Tiens, j’allais faire une grosse diatribe, et puis je me rends compte que ma critique du premier reste totalement valable. Du coup, premièrement, je vous renvoie vers celle-ci, et deuxièmement, je me demande s’il faudrait pas renouveler un peu la recette, quand même ?

Bon, y’a quand même quelques nouveautés. La première, un ancrage historique profond et délibéré, avec ce résumé pas si faux de la Première guerre mondiale : ils ne vont pas se foutre sur la gueule parce qu’un marchand d’armes les y pousse, mais parce qu’ils en crèvent d’envie. La deuxième, un clin d’œil historique grinçant et tout aussi délibéré, avec la façon dont les autorités françaises traitent les immigrés et les gens du voyage (le dialogue « — I don’t have any papers. — And I’m foreigner. », c’est le seul moment où Watson et Sim semblent avoir peur).

Et puis bon, quoi qu’il fasse, il est difficile de se lasser des mimiques de Downey, surtout qu’il est plutôt bien aidé par Law et Rapace.

Enfin, de là à payer pour voir ça, faut pas pousser non plus.

Trust

herisson26 à 0:36 — Filed under: Cinéma et télé,fréquentablePas de commentaire

de David Schwimmer, 2010, ***

On a toujours tort de faire confiance à quelqu’un. C’est ce qu’apprend Annie, adolescente, qui a eu la mauvaise idée de croire le garçon qu’elle a croisé sur Internet et de l’accompagner dans un hôtel. Et d’en parler à sa meilleure amie, qui s’empresse de parler aux autorités de ce qu’elle considère comme un viol.

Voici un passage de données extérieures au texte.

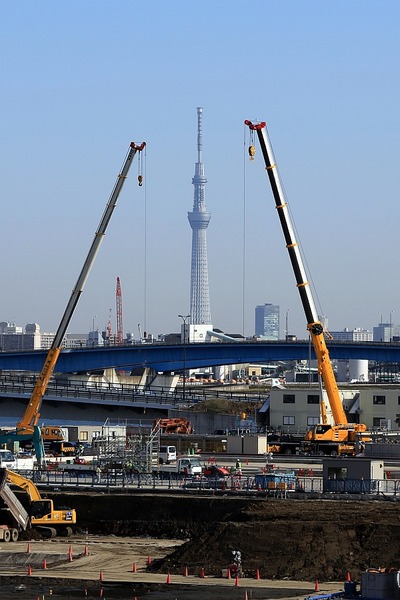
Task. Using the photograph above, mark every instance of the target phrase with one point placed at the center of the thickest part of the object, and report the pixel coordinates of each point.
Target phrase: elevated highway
(172, 357)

Le problème, c’est qu’Annie ne devrait pas non plus avoir confiance en son père, qui devient rapidement plus obsédé par l’idée de la venger que par la volonté de l’aider à continuer à vivre.

Souvent un peu naïf, Trust ne manque cependant pas de qualités. Les acteurs évidemment (Clive Owen en obsédé vengeur complètement déconnecté de sa fille, ça fonctionne, et Liana Liberato est juste ahurissante dans les larmes comme dans la colère), mais aussi quelques subtilités de scénario et des dialogues plutôt réussis. Ça se regarde bien, la fin est plutôt originale en évitant de donner une réponse définitive au film, et la principale faiblesse tient à un certain manque de profondeur du scénario, trop linéaire à mon goût et dont la première demi-heure est d’une naïveté confondante.

28 janvier 2012

La colline aux coquelicots

herisson26 à 23:42 — Filed under: Cinéma et télé,fréquentablePas de commentaire

de Gorō Miyazaki, 2011, ***

En 1963, deux lycéens se rapprochent en rédigeant le journal du club des élèves, notamment en défendant le local de celui-ci, une vieille bâtisse baptisée « quartier latin ». Pas de bol, le père de l’une s’avère être également celui qui a déposé l’autre chez ses parents adoptifs…

Il y a un truc que je trouve décevant dans les dernières productions Ghibli, c’est leur unicité de lecture. Des œuvres comme Princesse Mononoke, Le voyage de Chihiro ou même Mon voisin Totoro avaient des scenarii complexes, que l’on pouvait apprécier comme distraction amusante pour enfants ou comme poésie symbolique pour adultes. On ne retrouve plus cela depuis que les scénaristes du studio recyclent des histoires pour ados (ici, un manga des années 80) : La colline aux coquelicots est désespérément ancré dans la réalité, sans pour autant être réellement crédible — le retournement final est cousu d’un fil blanc de la taille des câbles de remorquage du Bourbon.

Du coup, bon, c’est très sympa, ça tourne bien, c’est hautement distrayant, mais voilà : ça n’émeut pas et ça manque de poésie.